We just ended the day and I wanted to make sure to immediately reach out to tell you how much the participants enjoyed and valued your insights. They (and we!) could not be more grateful! …. The participants could not stop talking about the case during dinner!

We are hoping to run the program again in March. We will be in touch as soon as we have a date. Hopefully, we can then invite you to stay with us for dinner so that we can all catch up. Our teams at Harvard and at the Schwab Foundation/WEF would love to do so.

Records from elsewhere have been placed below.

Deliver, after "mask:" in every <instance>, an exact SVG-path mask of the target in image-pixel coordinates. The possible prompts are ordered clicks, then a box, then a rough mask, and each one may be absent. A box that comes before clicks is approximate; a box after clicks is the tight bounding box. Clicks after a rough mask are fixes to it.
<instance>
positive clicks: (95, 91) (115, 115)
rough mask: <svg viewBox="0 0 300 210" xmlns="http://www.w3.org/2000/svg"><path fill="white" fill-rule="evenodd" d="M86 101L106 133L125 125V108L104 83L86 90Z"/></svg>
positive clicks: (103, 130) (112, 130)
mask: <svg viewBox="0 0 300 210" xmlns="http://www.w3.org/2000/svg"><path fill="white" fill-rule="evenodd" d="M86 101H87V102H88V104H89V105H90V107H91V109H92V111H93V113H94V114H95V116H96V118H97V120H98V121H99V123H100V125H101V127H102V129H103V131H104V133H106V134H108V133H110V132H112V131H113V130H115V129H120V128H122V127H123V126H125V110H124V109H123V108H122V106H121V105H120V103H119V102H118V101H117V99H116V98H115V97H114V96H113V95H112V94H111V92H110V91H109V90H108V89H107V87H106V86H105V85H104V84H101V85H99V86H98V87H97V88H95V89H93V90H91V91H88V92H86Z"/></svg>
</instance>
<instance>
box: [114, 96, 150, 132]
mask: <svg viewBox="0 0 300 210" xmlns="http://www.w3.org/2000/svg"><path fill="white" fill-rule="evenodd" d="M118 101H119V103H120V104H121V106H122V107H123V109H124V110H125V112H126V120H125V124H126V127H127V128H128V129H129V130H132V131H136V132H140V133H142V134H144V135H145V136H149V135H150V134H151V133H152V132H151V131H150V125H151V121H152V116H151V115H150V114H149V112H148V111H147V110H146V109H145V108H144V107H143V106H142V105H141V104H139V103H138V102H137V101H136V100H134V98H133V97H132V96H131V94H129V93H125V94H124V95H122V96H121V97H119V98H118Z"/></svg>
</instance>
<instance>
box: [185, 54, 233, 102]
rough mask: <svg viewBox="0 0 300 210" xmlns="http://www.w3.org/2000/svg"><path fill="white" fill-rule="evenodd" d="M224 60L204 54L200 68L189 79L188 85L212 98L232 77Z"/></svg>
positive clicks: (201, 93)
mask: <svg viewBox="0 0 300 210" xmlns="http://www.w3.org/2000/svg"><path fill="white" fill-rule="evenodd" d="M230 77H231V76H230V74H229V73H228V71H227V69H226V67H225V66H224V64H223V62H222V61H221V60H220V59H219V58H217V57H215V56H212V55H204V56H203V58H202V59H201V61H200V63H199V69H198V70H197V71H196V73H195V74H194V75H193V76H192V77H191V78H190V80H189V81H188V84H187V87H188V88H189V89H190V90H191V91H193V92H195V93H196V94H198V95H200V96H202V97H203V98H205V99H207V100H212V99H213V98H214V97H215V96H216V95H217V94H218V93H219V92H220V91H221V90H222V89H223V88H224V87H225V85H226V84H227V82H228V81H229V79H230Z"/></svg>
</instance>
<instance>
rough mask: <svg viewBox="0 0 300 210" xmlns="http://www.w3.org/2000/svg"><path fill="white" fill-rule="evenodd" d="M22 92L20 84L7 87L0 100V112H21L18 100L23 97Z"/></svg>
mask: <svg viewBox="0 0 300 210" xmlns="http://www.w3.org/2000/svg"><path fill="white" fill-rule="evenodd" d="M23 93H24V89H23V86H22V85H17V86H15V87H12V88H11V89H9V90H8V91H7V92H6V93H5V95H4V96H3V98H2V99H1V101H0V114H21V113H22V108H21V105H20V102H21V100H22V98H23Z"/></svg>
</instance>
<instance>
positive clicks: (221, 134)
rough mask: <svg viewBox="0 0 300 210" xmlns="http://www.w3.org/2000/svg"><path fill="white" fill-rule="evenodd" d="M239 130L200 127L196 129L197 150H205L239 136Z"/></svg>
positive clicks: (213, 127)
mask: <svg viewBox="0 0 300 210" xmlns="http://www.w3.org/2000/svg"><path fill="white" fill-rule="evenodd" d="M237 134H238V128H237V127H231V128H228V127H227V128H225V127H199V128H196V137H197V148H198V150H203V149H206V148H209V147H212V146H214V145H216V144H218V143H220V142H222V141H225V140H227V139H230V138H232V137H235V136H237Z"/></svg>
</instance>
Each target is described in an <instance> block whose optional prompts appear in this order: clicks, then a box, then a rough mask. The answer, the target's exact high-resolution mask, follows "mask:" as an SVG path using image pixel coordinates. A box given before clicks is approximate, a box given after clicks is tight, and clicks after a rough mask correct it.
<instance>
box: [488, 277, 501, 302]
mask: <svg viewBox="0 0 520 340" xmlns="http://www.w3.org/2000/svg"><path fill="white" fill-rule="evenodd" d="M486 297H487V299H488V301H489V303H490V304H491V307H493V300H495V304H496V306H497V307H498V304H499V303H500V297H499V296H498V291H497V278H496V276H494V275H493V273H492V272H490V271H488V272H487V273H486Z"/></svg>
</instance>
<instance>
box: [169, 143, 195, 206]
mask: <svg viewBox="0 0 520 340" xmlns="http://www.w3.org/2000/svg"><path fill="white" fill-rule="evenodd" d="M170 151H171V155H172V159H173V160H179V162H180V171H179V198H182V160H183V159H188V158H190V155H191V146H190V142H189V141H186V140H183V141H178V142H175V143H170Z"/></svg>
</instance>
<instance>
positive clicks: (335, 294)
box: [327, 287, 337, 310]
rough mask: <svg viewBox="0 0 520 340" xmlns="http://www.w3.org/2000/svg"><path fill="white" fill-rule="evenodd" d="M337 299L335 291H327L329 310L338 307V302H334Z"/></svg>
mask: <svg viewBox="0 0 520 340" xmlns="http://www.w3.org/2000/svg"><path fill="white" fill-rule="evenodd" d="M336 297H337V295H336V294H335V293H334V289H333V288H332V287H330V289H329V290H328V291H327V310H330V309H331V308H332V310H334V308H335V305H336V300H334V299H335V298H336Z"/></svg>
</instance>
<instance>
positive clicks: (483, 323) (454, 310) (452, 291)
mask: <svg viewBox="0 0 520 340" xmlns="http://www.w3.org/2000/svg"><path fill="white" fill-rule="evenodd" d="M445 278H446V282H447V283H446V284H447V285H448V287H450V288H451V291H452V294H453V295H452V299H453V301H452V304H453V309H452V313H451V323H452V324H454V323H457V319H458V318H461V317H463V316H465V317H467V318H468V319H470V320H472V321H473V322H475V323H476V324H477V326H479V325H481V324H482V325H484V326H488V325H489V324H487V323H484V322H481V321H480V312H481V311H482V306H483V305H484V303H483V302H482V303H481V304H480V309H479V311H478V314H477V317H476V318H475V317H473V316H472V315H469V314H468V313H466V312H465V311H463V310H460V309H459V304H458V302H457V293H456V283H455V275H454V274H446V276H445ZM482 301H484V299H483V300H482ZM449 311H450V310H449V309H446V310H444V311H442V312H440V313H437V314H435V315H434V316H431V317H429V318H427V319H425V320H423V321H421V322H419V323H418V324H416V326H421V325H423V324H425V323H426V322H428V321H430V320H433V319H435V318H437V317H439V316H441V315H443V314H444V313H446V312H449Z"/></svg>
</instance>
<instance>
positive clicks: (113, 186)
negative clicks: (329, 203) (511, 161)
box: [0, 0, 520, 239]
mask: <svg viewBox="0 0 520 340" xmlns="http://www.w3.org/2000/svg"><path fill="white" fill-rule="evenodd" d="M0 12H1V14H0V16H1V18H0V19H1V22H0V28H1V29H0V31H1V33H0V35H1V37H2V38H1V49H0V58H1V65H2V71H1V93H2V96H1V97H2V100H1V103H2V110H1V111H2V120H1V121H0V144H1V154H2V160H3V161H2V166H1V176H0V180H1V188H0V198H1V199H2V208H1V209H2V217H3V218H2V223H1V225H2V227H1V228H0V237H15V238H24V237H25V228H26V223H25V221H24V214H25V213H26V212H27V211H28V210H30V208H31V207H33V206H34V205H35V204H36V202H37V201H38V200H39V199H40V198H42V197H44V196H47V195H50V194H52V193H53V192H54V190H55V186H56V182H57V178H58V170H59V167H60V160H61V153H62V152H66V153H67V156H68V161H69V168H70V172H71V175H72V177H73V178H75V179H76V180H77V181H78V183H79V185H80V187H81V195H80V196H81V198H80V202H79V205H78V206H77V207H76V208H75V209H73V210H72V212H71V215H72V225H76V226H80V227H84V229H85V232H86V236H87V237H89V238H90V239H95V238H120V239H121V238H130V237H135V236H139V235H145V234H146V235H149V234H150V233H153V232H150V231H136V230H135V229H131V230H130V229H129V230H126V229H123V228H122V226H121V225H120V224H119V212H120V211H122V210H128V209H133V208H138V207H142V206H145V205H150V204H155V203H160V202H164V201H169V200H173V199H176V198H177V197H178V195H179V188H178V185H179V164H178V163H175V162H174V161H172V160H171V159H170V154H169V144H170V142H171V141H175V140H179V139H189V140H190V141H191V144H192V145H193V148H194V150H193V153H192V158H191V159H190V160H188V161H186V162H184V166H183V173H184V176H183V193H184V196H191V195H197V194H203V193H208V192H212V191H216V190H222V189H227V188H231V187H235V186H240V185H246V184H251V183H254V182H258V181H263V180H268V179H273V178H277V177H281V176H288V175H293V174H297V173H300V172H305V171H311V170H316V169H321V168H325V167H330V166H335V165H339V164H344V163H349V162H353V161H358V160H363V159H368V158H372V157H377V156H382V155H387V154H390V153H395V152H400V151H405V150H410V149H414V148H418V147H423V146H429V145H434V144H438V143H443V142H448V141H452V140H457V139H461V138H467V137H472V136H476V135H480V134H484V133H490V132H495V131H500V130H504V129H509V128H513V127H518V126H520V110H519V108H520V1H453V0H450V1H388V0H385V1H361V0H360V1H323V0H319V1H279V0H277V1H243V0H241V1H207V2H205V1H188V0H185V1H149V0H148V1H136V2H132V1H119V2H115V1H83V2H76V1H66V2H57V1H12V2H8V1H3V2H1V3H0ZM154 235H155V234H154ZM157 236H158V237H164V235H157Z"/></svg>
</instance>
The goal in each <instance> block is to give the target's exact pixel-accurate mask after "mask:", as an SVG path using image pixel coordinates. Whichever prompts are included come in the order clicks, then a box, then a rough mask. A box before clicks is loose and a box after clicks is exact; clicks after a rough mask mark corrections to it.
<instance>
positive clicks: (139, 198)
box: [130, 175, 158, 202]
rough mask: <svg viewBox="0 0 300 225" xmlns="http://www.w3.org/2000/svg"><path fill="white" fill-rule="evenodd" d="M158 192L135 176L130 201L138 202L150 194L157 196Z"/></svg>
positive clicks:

More from us soon. In the meantime, enjoy the rest of the summer!

With gratitude,

Merci!

Julie

I thought she was just being polite. Then this:

Dear Sridhar,

Thank you for joining us yesterday in the middle of your busy schedule and sparking such an outstanding exchange with our community. It was fascinating for us to see their engagement and the vibrant environment you created, how you challenged their perceptions and inspired them. What a brilliant start for the first day!

We would certainly love to have you back in March. Look forward to working out the dates and being in contact soon.

Thanks again for your time, energy and rich sharing. Have a lovely end of summer,

Maria Ines, on behalf of the Schwab Foundation team

What? Well, I suppose there is always the next time to get banned!😏

The summer is indeed coming to an end, and our next academic year begins next Monday. This past academic year, in addition to a virtual visit to INSEAD, I visited my three most previously visited places in-person, one more time each: MIT, Cornell and Harvard. Back to School!